Al processo di beatificazione laica di Silvio Berlusconi dopo la sua morte partecipano insospettabili sacerdoti della politica e del giornalismo un tempo avversari del Cavaliere, con il quale hanno duellato, discusso. Non sappiamo a questo punto quanto quel criticarlo fosse parte di copione imposto dai ruoli ricoperti o il frutto di una contrapposizione ideale e genuina. Qualche dubbio, oggi, è lecito affiori soprattutto dopo aver letto alcune interviste ed editoriali.

La carrellata dei pentiti non può che cominciare da Massimo D’Alema. Intervistato dal Corriere della Sera ha definitivamente sdoganato l’atteggiamento intimidatorio del Cavaliere avuto nel corso di tutta la sua carriera politica nei confronti della magistratura: «Si era determinato nel nostro paese uno squilibrio nei rapporti tra poteri dello stato, questa è la verità», ha fatto ammenda D’Alema.

Altro spirito rispetto a quando il leader maximo della sinistra italiana accusava Berlusconi di narrazioni «vergognose e menzognere» raccontando «delle bugie sulle sue vicende giudiziarie che sono assai più complicate di quello che lui ha ricordato alla platea». Era la risposta all’ennesimo attacco ai pm lanciato da Berlusconi. Questa saldatura ideale sulla critica alla magistratura arriva con D’Alema ora indagato nell’inchiesta sulla vendita di armamenti alla Colombia insieme all’ex amministratore delegato di Leonardo, Alessandro Profumo.

L’erede Matteo

Sicuramente anche la lode a Silvio scritta da Matteo Renzi sul suo giornale Il Riformista ha motivazioni più nobili che il semplice desiderio di resa dei conti con la magistratura per le vicende in cui è coinvolto. Di certo Renzi a differenza di D’Alema è stato sempre più disponibile al dialogo con il Cavaliere fino a tessere da segretario del partito democratico, insieme al comune amico Denis Verdini, il patto del Nazareno. Renzi nell’editoriale rivendica di aver preferito «il terreno del confronto politico anziché quello dell’aggressione giudiziaria». Renzi si iscrive così di diritto al partito dell’Amore, in eterna lotta con il partito dei rancorosi. «Come te non c’è nessuno», è il titolo scelto da Renzi per omaggiare l’uomo dal quale in fondo ha tratto molteplici spunti per orientare la sua azione politica.

La morte di Berlusconi è diventata l’occasione di trasformare talk show e giornali in confessionali nei quali redimere i proprio peccati per aver scritto, detto o fatto qualcosa che potesse in qualche modo essere annoverato nel vocabolario dell’antiberlusconismo e quindi in opposizione al partito dell’Amore.

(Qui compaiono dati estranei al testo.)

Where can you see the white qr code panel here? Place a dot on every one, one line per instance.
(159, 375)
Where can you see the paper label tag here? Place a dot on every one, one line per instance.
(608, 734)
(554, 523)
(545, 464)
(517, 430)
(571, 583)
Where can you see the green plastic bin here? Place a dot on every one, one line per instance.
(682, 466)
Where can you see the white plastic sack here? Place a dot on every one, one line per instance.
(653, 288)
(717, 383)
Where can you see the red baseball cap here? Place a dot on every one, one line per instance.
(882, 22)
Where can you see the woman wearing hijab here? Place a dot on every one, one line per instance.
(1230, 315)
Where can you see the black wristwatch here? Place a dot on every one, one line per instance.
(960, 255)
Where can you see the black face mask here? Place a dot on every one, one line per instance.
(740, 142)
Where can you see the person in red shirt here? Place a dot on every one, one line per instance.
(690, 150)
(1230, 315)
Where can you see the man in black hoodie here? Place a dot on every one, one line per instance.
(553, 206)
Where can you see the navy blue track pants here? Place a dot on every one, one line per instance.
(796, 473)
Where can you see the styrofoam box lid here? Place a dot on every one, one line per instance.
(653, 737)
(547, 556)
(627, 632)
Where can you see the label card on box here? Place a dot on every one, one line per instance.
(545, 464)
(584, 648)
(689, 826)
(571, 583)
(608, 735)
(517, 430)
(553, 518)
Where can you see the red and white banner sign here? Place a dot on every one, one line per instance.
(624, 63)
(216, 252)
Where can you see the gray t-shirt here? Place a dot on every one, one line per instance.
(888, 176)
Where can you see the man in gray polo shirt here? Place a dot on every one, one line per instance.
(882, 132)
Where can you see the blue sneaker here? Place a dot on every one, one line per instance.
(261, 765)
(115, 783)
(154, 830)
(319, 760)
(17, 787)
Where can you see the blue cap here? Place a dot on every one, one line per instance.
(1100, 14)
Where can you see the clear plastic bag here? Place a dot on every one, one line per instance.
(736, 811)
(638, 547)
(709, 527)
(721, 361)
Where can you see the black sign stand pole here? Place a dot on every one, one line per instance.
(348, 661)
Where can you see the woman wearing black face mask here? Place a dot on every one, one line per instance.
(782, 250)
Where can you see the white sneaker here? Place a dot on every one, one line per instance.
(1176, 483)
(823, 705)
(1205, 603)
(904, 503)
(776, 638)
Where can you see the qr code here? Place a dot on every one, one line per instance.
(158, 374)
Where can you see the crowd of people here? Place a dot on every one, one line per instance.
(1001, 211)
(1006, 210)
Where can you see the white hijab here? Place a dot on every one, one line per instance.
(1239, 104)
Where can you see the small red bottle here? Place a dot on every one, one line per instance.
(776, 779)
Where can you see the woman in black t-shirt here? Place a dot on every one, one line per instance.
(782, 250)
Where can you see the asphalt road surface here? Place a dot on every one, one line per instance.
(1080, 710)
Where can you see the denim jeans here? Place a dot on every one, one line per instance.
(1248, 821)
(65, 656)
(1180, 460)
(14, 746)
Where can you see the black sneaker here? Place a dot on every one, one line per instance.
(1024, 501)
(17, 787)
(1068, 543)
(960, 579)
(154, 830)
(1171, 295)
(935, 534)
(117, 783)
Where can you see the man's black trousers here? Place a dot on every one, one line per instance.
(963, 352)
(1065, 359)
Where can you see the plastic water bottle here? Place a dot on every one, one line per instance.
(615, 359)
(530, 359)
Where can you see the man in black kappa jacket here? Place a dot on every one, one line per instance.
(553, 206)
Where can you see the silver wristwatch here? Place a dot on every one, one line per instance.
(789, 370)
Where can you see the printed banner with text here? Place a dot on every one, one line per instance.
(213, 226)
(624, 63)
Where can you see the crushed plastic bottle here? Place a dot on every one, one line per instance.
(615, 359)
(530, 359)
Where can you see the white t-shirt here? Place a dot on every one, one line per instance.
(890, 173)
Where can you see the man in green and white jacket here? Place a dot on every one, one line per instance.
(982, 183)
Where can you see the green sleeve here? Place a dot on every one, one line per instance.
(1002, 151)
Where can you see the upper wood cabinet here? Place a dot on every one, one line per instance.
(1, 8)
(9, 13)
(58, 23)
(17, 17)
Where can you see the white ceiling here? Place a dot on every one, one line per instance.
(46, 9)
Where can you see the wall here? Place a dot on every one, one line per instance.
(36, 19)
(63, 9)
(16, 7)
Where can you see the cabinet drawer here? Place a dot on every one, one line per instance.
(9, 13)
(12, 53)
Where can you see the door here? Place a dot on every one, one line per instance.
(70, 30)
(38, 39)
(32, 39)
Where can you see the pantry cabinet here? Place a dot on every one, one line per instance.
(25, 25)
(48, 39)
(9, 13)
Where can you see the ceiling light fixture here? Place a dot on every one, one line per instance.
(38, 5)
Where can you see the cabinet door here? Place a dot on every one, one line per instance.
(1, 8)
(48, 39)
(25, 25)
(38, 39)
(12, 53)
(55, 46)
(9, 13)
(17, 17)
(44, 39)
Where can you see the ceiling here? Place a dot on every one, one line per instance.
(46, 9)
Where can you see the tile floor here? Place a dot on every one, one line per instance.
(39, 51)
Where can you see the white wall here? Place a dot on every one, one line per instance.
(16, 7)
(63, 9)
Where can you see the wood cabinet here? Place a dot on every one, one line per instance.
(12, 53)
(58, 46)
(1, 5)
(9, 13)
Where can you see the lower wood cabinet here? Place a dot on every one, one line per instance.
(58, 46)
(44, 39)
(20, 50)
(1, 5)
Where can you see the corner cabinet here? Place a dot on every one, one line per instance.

La tendenza travolge pure il giornalismo. Paolo Mieli, da direttore del Corriere della Sera, nel 1994, aveva provocato la crisi del primo governo Berlusconi con la pubblicazione della notizia “Berlusconi indagato” dalla procura di Milano in uno dei filoni di Tangentopoli. Uno scoop ormai storia del giornalismo.

«Lo abbiamo fatto, abbiamo la coscienza a posto, però qualcosa non andava, e prima o poi questo qualcosa io lo scoprirò», è il mea culpa a metà di Mieli in diretta su La7, nello studio con Enrico Mentana e in collegamento l’editore di entrambi Urbano Cairo, il quale sul giornale di sua proprietà ha descritto Berlusconi come il un «maestro straordinario», «rendeva tutti i sogni realtà». Un grande maestro, a tal punto da riuscire a trasformare conflitti di interesse in consuetudini, prescrizioni in assoluzioni, la condanna in una persecuzione, i festini hard in cene eleganti, un complice dei mafiosi come il fidato Marcello Dell’Utri in un martire e un mafioso del calibro di Vittorio Mangano in un eroe per la sua caparbia resistenza a non pentirsi. Elogio dell’omertà.

L’Italia non può che andarne fiera. Vietato ricordare i fatti, le ombre, le inchieste, le distorsioni democratiche, la catastrofe prodotta dai suoi governi. Le dirette dei funerali, da La7 a Sky fino a Rai 1, hanno seguito questo protocollo dettato da chi vuole cancellare la storia nel nome di una pacificazione artefatta, fondata sull’omissione.